Open donutsoft opened this issue 8 months ago • 4 comments

First of all, thanks for the great HA integration. I had some trouble with getting it to accurately determine which room my device is in in my multistory home, with the device often ending up being detected on the wrong floor.

I decided to prototype a Python project using NodeRed and a RandomForestClassifier from scikit-learn, using the distances from each bluetooth sensor inputs and manually labeling each room. Using a dataset of about 600 measurements, I'm able to reliably determine what room my phone is in. Better yet, this can also be used to create additional zones as you're no longer simply identifying the shortest distance to a receiver, but rather the collection of different distances between the device and different receivers.

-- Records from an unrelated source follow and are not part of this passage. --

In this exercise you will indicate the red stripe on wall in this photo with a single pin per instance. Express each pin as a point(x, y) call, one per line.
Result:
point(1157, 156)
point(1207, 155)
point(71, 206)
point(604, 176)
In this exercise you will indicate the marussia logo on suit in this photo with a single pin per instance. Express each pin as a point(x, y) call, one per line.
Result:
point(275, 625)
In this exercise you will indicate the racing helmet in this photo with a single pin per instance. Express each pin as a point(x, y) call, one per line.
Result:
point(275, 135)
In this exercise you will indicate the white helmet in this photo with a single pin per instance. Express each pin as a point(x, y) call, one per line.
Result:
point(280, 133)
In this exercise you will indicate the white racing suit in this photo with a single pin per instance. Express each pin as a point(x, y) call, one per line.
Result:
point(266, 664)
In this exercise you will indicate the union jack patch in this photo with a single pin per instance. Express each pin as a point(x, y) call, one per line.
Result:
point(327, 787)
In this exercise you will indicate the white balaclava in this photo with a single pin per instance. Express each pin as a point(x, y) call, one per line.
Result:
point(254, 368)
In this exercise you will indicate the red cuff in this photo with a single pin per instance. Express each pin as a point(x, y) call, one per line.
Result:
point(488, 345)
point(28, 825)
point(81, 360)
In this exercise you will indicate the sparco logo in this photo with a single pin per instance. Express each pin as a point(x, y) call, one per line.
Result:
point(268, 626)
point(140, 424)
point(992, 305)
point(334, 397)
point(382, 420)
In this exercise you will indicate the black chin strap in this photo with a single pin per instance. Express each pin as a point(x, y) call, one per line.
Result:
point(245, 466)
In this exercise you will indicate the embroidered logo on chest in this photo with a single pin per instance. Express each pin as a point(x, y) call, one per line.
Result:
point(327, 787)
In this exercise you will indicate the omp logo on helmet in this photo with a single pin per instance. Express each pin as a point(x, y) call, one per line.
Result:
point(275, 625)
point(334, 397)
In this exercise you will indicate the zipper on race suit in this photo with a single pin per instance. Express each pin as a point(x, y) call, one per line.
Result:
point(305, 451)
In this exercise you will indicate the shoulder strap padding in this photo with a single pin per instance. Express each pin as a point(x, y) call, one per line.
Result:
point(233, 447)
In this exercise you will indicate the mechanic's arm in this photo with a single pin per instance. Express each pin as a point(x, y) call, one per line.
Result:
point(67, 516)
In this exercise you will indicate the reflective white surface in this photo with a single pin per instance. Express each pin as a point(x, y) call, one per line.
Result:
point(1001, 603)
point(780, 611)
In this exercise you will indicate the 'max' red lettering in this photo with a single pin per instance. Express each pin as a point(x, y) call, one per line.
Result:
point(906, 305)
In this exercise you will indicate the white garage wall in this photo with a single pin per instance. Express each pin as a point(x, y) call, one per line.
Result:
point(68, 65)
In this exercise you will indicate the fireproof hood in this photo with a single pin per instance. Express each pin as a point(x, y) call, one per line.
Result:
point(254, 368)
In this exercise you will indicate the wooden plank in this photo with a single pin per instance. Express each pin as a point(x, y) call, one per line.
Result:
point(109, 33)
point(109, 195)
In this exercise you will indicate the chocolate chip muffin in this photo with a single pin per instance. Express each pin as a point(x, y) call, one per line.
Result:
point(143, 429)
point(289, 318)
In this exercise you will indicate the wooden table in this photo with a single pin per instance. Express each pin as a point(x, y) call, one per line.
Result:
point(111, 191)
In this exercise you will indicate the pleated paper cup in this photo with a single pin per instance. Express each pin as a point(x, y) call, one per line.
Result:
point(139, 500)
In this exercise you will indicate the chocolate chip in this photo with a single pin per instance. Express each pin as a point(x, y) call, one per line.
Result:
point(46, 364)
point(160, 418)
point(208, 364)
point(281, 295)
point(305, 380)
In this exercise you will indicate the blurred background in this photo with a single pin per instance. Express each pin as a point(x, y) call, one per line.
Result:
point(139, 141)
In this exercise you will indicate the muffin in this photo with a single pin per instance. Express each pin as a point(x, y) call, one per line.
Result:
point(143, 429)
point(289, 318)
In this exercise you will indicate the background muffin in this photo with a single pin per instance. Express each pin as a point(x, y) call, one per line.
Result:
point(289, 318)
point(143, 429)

I'd like to package this up into a change and contribute it to this project, but I want to make sure that you're open to the idea before I expend the effort. From what I can see, roughly the following would need to be added

  1. A BermudaSelector which would display all the available areas in a home + a disabled state which specifically used for labeling. During training, you walk around your house selecting the room you're in while it gathers either RSSI/proximities between all BLE sensors and your device.
  2. A BermudaSensor for each device to show the ML predicted room that the device is currently in.
  3. A dependency on scikit-learn for RandomForestClassifier and a sqlite database to keep a table of rssi/distances to labeled areas
  4. Modify coordinator.py#_refresh_area_by_min_distance to pass the full list of distances to RandomForestClassifier
  5. A service to empty the sqlite database.

The ML prototype code is

import pandas as pd
import numpy as np
from sklearn.preprocessing import LabelEncoder
from sklearn.ensemble import RandomForestClassifier
from sklearn.model_selection import train_test_split

    def replaceUnknown(value):
        if value == 'unknown':
            return 9999
        else:
            return value

    def predictDistances(self, data): # data contains a dictionary of bluetooth -> proximity
        df = pd.read_sql_query("SELECT * FROM area_distances", self.db.getConnection()) # database stores previously labeled data.
        le = LabelEncoder().fit(["unknown", "Living Room", "Bedroom", "Attic", "Basement", "Kitchen", "Basement Bathroom", "Main Bathroom", "Laundry"]) # ML algorithms dont do well with strings, LabelEncoder simply changes a string to an indexed integer.
        df['detected'] = le.transform(df['detected'])
        X = df.drop(['actual'], axis=1)
        y = le.transform(df['actual'])
        X_train, X_test, y_train, y_test = train_test_split(X, y, test_size=0.3)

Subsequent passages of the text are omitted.